The big question now is how it’s all going to be unwound. To the extent that demand has merely been pulled forward by stimulus, there will be a cliff once the pipeline of construction and $A260 billion in savings households have accumulated since the pandemic began runs dry.

There’s also a risk that the increasingly rapid inflation caused by the RBA’s monetisation of government debt worth around 15% of GDP will require it to run a tighter than otherwise monetary policy, which will naturally cool certain asset markets such as housing at the same time as the fiscal impulse reverses (Australian governments will have racked up $A2 trillion in debt by 2024-25, double pre-pandemic levels).
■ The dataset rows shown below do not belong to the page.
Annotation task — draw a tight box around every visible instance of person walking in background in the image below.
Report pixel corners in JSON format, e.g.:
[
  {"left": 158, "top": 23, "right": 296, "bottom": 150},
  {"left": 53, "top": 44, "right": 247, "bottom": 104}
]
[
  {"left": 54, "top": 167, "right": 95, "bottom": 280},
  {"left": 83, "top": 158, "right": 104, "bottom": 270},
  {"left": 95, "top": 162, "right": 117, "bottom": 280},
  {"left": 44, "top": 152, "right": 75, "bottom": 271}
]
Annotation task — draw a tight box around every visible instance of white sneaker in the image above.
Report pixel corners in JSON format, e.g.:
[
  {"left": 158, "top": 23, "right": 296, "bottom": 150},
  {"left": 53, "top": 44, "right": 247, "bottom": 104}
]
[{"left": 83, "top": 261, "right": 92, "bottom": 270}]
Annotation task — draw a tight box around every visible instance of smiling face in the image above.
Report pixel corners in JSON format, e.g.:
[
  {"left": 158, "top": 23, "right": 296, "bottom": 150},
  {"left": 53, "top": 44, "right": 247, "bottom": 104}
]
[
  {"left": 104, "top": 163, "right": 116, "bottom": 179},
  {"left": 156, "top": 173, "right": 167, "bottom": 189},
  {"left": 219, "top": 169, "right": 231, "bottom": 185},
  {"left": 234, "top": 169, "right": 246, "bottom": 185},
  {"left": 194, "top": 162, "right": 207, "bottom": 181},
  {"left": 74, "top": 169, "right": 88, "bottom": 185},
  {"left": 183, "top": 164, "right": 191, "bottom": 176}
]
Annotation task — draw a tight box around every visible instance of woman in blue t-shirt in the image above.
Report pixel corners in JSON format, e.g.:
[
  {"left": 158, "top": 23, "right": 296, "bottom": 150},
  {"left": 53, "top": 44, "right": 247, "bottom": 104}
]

The RBA meets this coming Tuesday where it will no doubt opine on the latest inflation figures, as well as tell us whether it plans to continue buying government bonds (quantitative easing), a programme it should have terminated months ago.

Bits and bytes

😀 The weekly ANZ-Roy Morgan consumer confidence index increased 2.2% in the third week of January, although “inflation expectations recorded a 0.1ppt rise to match the recent high of 5% reached in December”.

😟 The monthly NAB business confidence survey “fell sharply in December as the spread of the Omicron variant threatened to dampen the economy’s post-lockdown momentum… [with] both reported labour and purchase cost growth near record levels”.

📈 Singapore’s central bank tightened monetary policy out of cycle “just a day after data showed prices in the city-state climbed in December by the fastest pace in nearly eight years”.

🙊 Asked by a journalist “Do you think inflation is a political liability in the midterms?”, US President Joe Biden responded with “It’s a great asset—more inflation. What a stupid son of a bitch.”

🏡 US house prices surged 18.8% from a year ago in November, a slight deceleration from October’s 19.0% but was still the sixth-highest reading in the 34 years.

🚢 South Korea’s economy hit an 11-year high growth rate of 4.0% in 2021 “on the back of strong exports and corporate investments”.

🗳️ According to the first Guardian Essential poll of 2022, ScoMo’s approval rating was unchanged from December (46%) while his disapproval rating was up two points, also to 46%. He remains preferred PM (42%) versus opposition leader Anthony Albanese (39%).

👏 “The Aboriginal Flag copyright has been transferred to the Commonwealth & all Australians can use the Flag digitally or in any other medium without having to ask for permission or pay a fee.”

🌋 Visualising the Tongan eruption, which was comparable to the 1991 Pinatubo eruption in the Philippines and is one of largest of the satellite era.

📉 The International Monetary Fund cuts its forecast for global growth to 4.4% in 2022 (down from 4.9%), due to the Omicron surge, supply chain disruptions and higher inflation.